Monday, May 14, 2012

The Power of Choice

Well, we had a great week with Noah and Tracy here for the Intensive. They arrived on Tuesday, we went to yoga and began our webinar that night. The webinar lasted four days and was an overview of some of the ideas and objectives we have formed Shravana School of Yoga around. It is still possible to register for the webinar and listen to the recordings. If you want information about that contact Kelly at kellysell@me.com. Once our Shravana School of Yoga website is up, running and fully functional the links will be available in our store as well. I was really pleased with the webinar- both with the content that we offered and the attendance and the feedback we received. In general, I think being with each other in person is probably best, but it is pretty great the ways that technology can bridge the gap of physical distance.

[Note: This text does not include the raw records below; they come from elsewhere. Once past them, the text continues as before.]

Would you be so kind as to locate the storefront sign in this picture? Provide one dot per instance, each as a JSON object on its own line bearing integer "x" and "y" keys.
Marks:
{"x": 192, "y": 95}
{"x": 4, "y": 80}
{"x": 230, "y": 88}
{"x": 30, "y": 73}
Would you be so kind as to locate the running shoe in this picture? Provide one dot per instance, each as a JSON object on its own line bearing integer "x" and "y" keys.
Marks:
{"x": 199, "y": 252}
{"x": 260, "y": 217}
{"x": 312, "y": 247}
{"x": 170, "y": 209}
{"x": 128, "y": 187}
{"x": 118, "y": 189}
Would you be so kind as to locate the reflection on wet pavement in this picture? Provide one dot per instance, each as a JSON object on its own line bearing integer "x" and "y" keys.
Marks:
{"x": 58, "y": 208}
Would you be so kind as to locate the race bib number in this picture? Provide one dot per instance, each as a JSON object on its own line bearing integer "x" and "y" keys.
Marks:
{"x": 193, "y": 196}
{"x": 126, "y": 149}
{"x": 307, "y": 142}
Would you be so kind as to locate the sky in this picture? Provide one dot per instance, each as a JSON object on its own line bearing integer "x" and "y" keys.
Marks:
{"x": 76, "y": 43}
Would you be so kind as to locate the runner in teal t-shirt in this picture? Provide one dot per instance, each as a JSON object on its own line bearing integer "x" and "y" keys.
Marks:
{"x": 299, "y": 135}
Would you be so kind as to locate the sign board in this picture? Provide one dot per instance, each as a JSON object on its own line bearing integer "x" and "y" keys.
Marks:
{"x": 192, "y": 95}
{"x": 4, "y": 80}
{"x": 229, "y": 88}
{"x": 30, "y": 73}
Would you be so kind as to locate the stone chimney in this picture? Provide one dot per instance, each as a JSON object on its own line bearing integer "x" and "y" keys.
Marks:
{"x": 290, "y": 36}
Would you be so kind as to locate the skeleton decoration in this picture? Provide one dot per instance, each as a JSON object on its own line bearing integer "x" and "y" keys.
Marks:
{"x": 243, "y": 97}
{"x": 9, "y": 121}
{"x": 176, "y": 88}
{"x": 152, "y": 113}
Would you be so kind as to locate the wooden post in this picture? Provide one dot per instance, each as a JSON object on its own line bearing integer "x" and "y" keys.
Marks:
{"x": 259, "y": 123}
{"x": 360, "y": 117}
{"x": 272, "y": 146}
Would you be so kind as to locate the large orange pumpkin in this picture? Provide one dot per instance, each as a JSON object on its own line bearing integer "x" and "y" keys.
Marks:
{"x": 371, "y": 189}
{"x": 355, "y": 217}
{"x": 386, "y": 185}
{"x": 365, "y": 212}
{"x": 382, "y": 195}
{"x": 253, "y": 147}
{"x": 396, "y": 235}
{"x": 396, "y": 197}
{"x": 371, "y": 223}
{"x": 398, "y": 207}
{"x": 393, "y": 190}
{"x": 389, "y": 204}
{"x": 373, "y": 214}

Also, I think there is something very healthy about being able to stay immersed in one's own life and then tune into the teachings for an hour and consider them without creating so much disruption to the normal flow and routine of life. There is a time for retreat, for coming together outside of the normal rhythm of our lives and I am a believer in that also. For me, its never one thing or the other but about seeing the cost-benefit relationship to our choices and understanding what gains come with what costs. So one thing about the webinar format that is great is that it  models how householder yogi's actually do the yoga. We have full lives with obligations and activities and all kinds of things in which we are participating and within the scope of that we carve out time for our formal practices as well as  call ourselves to the interior work of what my teacher called Remembrance in the midst of our very mundane endeavors. Manorama calls it "energizing on the teachings" which I think really says it. She told us when she was here that there is no problem with doing the things we like in the world and yet she said clearly and repeatedly that we must "energize on the teachings" and spend some time cultivating our inner lives consciously.

Like I said, I think that this work of yoga happens both formally and informally and  practice, for me, embodies both aspects. I think of formal practices like sitting or meditation, or adhering to a certain dietary plan or practicing asana or repeating mantras. these are the things that we can check off a list and know that we have "done" them. Also, there is an informal domain and by this I do not mean casual or cavalier or less important. Informal practice is where we are working with yogic principles interiorly, without a sticky mat, a meditation cushion or an assigned time. This might be holding an attitude of compassion for others, this might be taking breath before speaking to be clear in our use of speech, this might be practicing giving others the benefit of the doubt, remembering to dedicate our work to the Highest, and so on.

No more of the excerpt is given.